Daniels had until 4:30 p.m. that day to challenge the signatures based on validity of signature and voter registration — 7,985 valid signatures were needed for the matter to be put to voters in November.
Joe Rozell, director of elections for Oakland County, said that upon initial review of the challenge, some of the signatures included in the challenge had already been disqualified and had not been included in the initial count.
Rozell also said that Daniels was asserting that someone other than the person who signed the petition wrote the date on the document later in some cases.
“We have not found any petitions where a single individual wrote the date,” Rozell said. “We’ve not encountered anything like that.”
He said Daniels’ challenge to petitions where the signer had put information in the wrong place, such as the date of birth line, and not initialed it, are not challengeable under state statute.
In a July 16 letter to Matt Binkowski, treasurer of the political action committee Recall Janice Daniels, dated July 16, Rozell states the petitions contained 8,877 valid signatures.
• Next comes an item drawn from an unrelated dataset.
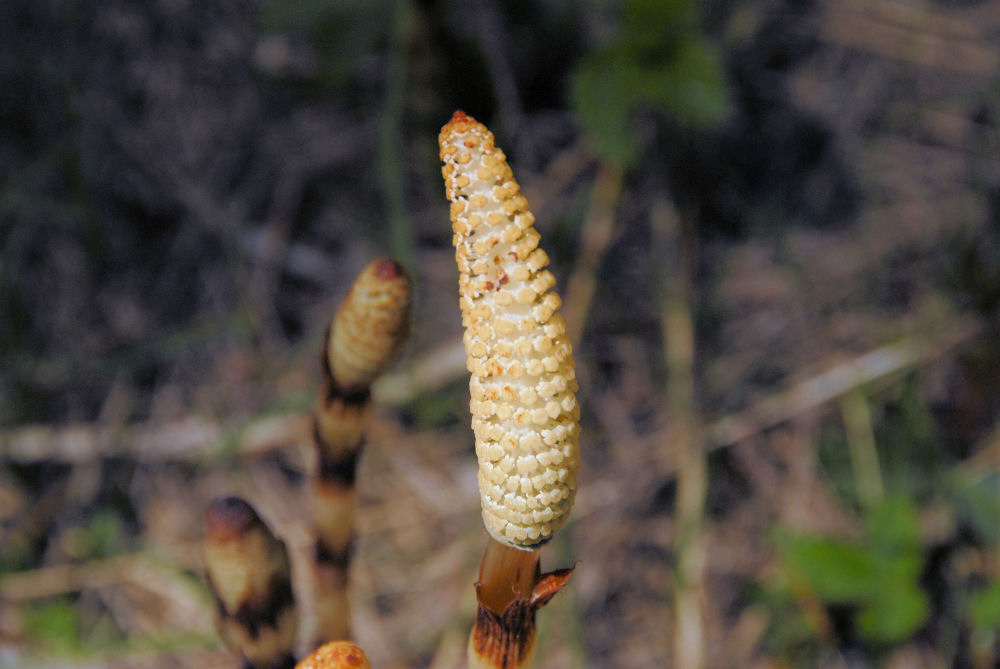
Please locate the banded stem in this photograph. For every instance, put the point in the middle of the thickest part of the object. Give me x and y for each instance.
(248, 572)
(522, 386)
Daniels and the Troy City Clerk’s Office were also notified.
The Oakland County Elections office verified 8,882 signatures on the petitions June 28.
The language states that Daniels should be recalled for:
• Referring to the Troy City Charter as a “whimsical” document.
• Declaring during an office hours forum that the homosexual lifestyle is dangerous.
• Publicly attacking city employees during a meeting while reading a 20 minute position paper into the record.
• Failing to support a more than $8.4 million federal investment in the city by voting against a proposed transit center on three occasions.
Binkowski said nearly 9,300 signatures were submitted to the Oakland County Elections Division June 12. A total of 14,832 voters cast ballots in the 2011 Troy Mayoral election — 7,709 for Daniels and 7,094 for Council member Robin Beltramini.
Binkowski said the committee conducted a thorough internal validation process before the signatures were submitted.
In a press release dated July 16, the Recall Janice Daniels committee said the recall effort would move to the next phase: raising the funds necessary to educate the public about “the failures of Janice Daniels and her dangerous ideas.”
Further, it states: “The recall campaign looks forward to the November ballot, when responsible leadership will be restored to the city of Troy.”
“I have an obligation to my many supporters to challenge this unwarranted political attack,” Daniels said. “I think I am a wonderful mayor, and I just need to get that message out in spite of a partisan, unsupportive media.” She noted that she includes the Troy Times in that statement.
On her website, www.janice formayor.com the Committee to Elect Janice Daniels accepts donations to fight the recall effort.
The mayoral recall question will appear on the presidential ballot Nov. 6. Nearly 79 percent of Troy voters turned out in the 2008 presidential election, compared with 26 percent turnout in the 2011 mayoral election.